Nachdem Kays Herz durch einen Eissplitter vereist ist, entführt ihn die Schneekönigin in ihren Palast. Getrieben von Hoffnung macht sich Gerda auf die Suche nach dem Freund und befreit ihn schließlich kraft ihrer Tränen. Die Schneekönigin ist eines der vielschichtigsten Märchen von Hans Christian Andersen. Das gleichnamige Hörspielmusical von Bernd Kohlhepp und Jürgen Treyz aus dem Jahr 2000 hat der Verlag nun neu herausgebracht.
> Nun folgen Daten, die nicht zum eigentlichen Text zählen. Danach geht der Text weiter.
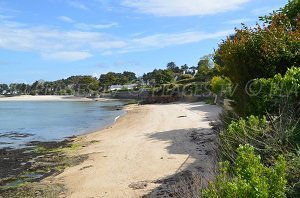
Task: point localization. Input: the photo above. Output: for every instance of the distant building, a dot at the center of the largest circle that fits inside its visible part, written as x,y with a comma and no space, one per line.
120,87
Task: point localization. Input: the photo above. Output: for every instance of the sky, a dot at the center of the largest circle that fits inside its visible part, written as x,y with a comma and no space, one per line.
55,39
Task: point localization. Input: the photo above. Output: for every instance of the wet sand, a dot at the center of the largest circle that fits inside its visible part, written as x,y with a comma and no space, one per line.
148,144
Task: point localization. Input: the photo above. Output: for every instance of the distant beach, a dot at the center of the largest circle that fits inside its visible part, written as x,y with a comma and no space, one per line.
50,98
149,144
Empfohlen ist die Produktion ab einem Alter von sechs Jahren. Das passt, muss aber nicht so eng gesehenen werden, denn es kann durchaus auch Älteren zu 66 Minuten wohltuender Träumerei verhelfen. Der Text wurde dem modernen Kindermund angepasst, die Geschichte etwas verträglicher gestaltet. Die Version ist leicht und mit Witz gespickt. Neben dem sprachlichen Feinsinn ist das auch Treyz zu verdanken: Mit Percussion, Klarinetten, Flöten, Violinen, Gitarren und Akkordeon erzeugt er erholsame Hörpausen, beschwingende Abwechslung und passende Stimmungen - düster metallisch, klirrend kalt, polternd markant bis heiter. Das Sprecherensemble tritt charakterstark auf: Der Erzähler führt mit angenehm sonorer Stimme durch das Abenteuer, Gerda kommt heiser und liebreizend unschuldig daher, nur von Kay wünschte man sich weniger ausgewachsene Männlichkeit, dafür mehr Varianz. Gestrichen hat Kohlhepp die Verheißung auf das Christkind: Die Rose als Kay und Gerda vereinendes Element steht bei Andersen für Natürlichkeit, Vergänglichkeit und den christlichen Glauben, die Schneekönigin für kalte Rationalität und künstliche Perfektion. Für kleine und große Ohren ein zauberhafter Hörgenuss in der Winterzeit.

Bernd Kohlhepp/Jürgen Treyz: Die Schneekönigin. Argon Verlag, Berlin 2014.